The equation of the tangent to $4x^2 - 9y^2 = 36$ which is perpendicular to the straight line $5x + 2y - 10 = 0$ is
Application of Derivatives
Solution:
$4x^2-9y^2 = 36\quad\cdots\left(1\right)$
$\Rightarrow 8x - 18\, y \frac{dy}{dx} = 0$
$\Rightarrow \frac{dy}{dx} = \frac{4x}{9\,y}$
$\therefore $ Slope of the tangent $= \frac{4x}{9\,y}$.

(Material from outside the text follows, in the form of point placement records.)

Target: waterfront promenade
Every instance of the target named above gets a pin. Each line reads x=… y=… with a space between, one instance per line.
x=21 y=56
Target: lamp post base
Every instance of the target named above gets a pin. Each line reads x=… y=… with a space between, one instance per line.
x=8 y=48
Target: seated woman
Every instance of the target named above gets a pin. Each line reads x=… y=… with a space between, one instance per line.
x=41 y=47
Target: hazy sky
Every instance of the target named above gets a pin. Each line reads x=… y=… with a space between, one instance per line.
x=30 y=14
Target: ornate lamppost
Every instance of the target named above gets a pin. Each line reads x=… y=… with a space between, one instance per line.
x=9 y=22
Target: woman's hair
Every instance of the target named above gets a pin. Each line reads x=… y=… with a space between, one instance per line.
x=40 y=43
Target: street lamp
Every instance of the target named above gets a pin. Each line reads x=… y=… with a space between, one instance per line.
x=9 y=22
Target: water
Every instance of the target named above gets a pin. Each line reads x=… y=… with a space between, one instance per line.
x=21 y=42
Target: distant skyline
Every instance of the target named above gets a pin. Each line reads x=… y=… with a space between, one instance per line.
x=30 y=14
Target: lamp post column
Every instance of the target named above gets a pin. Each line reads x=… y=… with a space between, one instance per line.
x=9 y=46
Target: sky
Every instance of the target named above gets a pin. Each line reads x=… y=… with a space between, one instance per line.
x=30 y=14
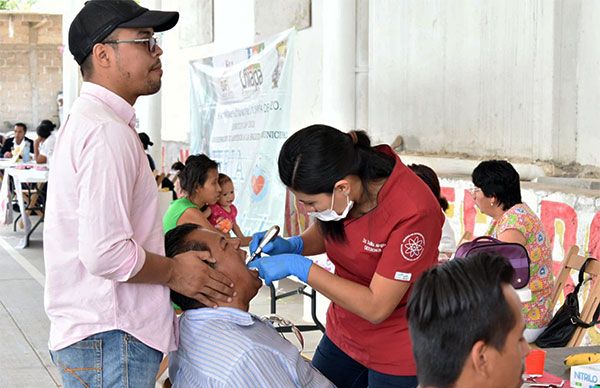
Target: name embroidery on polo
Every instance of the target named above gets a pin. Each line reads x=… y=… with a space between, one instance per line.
x=370 y=246
x=412 y=246
x=403 y=276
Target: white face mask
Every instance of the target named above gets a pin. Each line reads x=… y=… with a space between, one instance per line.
x=330 y=214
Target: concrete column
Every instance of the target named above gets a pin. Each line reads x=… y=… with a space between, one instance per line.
x=567 y=37
x=362 y=65
x=71 y=74
x=339 y=58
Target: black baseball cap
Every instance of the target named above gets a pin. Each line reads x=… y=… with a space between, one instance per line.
x=98 y=18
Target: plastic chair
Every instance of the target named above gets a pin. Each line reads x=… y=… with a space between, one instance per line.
x=573 y=262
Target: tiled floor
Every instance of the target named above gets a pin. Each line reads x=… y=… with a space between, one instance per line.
x=24 y=358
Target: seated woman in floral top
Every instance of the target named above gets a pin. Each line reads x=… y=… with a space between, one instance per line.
x=497 y=193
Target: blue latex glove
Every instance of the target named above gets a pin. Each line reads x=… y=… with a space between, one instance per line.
x=281 y=266
x=279 y=245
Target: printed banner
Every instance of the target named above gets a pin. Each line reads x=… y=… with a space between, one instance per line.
x=240 y=118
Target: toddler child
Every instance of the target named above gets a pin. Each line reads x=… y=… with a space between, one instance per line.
x=223 y=213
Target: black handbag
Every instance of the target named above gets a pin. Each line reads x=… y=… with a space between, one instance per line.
x=562 y=326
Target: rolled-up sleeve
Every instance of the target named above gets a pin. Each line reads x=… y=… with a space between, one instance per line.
x=106 y=176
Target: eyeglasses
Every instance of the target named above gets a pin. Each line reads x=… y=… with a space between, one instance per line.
x=283 y=325
x=151 y=42
x=474 y=190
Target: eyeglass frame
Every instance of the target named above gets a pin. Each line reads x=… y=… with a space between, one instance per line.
x=473 y=190
x=277 y=321
x=151 y=42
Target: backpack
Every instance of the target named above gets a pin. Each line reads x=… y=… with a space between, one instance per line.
x=567 y=319
x=515 y=253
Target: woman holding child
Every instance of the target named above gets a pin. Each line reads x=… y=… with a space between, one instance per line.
x=497 y=193
x=200 y=185
x=380 y=225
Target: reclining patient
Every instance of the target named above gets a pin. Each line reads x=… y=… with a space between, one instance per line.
x=228 y=346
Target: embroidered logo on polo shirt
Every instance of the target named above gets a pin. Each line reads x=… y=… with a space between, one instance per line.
x=403 y=276
x=370 y=246
x=413 y=246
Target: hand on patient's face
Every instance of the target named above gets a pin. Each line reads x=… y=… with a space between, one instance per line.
x=192 y=277
x=230 y=261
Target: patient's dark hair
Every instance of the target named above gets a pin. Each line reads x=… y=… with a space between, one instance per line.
x=175 y=243
x=454 y=305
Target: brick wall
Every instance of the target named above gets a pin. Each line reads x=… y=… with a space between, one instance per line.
x=30 y=68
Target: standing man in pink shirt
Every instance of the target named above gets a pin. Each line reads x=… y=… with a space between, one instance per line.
x=107 y=280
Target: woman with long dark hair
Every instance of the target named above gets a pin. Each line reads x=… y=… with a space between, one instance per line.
x=380 y=225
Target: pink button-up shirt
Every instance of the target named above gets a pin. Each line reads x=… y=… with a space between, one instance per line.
x=101 y=217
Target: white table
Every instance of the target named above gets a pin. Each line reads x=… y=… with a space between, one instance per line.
x=25 y=173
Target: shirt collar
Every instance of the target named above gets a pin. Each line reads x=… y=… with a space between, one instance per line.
x=115 y=102
x=237 y=316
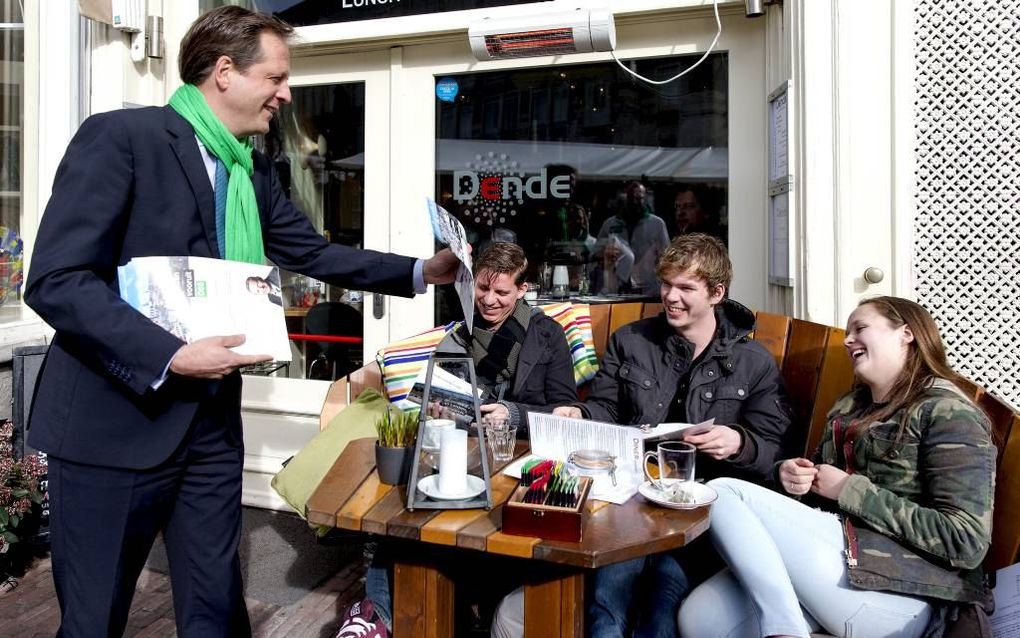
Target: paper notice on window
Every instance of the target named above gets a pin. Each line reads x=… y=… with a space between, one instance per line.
x=555 y=437
x=449 y=231
x=1006 y=620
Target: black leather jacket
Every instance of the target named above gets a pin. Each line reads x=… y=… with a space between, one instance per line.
x=736 y=382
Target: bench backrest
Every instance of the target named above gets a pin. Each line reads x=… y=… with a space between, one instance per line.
x=816 y=371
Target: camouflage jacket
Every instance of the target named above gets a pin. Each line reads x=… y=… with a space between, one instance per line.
x=919 y=511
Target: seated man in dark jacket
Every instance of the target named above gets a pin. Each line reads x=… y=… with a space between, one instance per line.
x=693 y=362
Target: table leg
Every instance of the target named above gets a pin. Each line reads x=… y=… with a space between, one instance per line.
x=422 y=601
x=555 y=607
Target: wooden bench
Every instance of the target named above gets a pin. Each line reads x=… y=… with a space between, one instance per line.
x=816 y=371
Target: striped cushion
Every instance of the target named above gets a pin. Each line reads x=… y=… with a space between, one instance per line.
x=403 y=360
x=575 y=319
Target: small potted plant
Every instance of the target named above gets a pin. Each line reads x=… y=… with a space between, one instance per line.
x=395 y=448
x=20 y=497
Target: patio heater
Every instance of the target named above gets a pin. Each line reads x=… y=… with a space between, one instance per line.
x=580 y=31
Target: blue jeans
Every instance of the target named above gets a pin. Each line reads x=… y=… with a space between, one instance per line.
x=787 y=575
x=377 y=585
x=662 y=583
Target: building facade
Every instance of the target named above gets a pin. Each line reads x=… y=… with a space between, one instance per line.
x=842 y=148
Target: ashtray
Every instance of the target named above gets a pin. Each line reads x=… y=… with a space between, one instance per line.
x=593 y=463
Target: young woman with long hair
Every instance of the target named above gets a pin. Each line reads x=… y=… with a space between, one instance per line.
x=896 y=516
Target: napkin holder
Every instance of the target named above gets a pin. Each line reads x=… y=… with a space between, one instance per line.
x=546 y=522
x=416 y=499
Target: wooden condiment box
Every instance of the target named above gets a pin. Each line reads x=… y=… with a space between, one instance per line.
x=559 y=524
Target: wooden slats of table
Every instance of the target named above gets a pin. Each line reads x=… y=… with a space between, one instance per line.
x=348 y=473
x=351 y=497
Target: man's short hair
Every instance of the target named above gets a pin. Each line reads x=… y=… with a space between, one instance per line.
x=705 y=254
x=503 y=257
x=231 y=31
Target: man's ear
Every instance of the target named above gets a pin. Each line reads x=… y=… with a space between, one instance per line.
x=718 y=294
x=221 y=71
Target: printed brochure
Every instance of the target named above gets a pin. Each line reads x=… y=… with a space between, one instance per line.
x=198 y=297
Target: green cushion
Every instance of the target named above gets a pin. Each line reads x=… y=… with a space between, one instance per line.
x=296 y=482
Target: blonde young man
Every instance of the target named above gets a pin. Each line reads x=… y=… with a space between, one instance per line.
x=692 y=362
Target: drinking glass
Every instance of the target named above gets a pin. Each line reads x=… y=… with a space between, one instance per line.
x=676 y=465
x=502 y=438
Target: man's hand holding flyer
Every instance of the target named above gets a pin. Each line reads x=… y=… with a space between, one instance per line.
x=449 y=231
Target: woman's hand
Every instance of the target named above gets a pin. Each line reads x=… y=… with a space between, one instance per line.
x=494 y=411
x=829 y=482
x=719 y=442
x=797 y=476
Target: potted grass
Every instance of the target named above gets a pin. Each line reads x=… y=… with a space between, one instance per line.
x=397 y=431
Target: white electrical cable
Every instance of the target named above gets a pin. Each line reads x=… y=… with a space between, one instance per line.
x=718 y=25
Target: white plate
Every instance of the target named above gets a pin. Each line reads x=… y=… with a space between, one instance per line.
x=430 y=488
x=704 y=495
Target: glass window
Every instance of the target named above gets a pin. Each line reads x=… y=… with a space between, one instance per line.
x=11 y=138
x=305 y=12
x=317 y=144
x=584 y=166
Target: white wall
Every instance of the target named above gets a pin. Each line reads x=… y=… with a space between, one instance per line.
x=853 y=65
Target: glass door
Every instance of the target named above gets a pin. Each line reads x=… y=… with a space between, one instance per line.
x=330 y=174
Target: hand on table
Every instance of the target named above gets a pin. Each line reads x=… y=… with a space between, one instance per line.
x=797 y=475
x=212 y=358
x=442 y=267
x=829 y=481
x=719 y=442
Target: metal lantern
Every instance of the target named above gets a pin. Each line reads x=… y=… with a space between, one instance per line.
x=445 y=454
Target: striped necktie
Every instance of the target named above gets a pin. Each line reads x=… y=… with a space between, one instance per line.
x=220 y=197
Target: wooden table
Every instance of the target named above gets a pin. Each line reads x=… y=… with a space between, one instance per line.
x=351 y=497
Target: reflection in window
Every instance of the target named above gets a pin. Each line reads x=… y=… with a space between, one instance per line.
x=317 y=145
x=583 y=165
x=11 y=138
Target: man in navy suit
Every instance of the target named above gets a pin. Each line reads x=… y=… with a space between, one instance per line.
x=144 y=431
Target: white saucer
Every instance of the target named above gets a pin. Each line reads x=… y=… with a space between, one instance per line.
x=704 y=495
x=429 y=486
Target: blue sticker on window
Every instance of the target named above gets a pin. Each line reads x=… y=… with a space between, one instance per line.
x=447 y=89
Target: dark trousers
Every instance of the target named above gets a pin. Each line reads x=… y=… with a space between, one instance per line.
x=105 y=520
x=642 y=596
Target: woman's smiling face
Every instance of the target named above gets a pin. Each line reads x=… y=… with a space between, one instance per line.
x=496 y=294
x=877 y=348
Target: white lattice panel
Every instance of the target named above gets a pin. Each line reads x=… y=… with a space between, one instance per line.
x=967 y=230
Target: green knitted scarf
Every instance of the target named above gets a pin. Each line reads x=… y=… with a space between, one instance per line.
x=243 y=232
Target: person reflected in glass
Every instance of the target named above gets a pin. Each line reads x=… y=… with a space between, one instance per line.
x=896 y=517
x=691 y=216
x=569 y=229
x=522 y=363
x=630 y=243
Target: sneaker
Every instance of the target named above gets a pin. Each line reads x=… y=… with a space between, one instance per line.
x=362 y=622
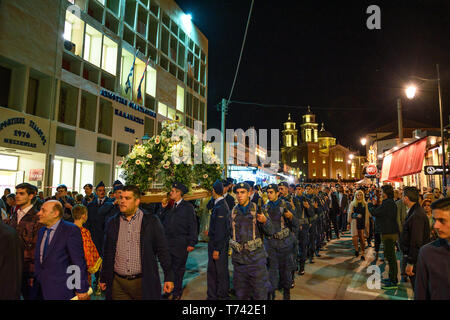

Also, slope of line $5x + 2y - 10 = 0$ is $\frac{-5}{2}$
$\therefore $ Line is perpendicular to the tangent. So product of slopes $= - 1$
$\therefore \frac{4x}{9\,y} \times\left(-\frac{5}{2}\right) = -1$
$\Rightarrow y = \frac{10x}{9}\quad \cdots \left(2\right)$
Using $\left(2\right)$ in $\left(1\right)$, we get
$4x^{2} - \frac{100x^{2}}{9} = 36$
$\Rightarrow -64x^{2} = 324$
which gives imaginary $x$.
Hence, there is no point on the curve at which tangent is perpendicular to the given line.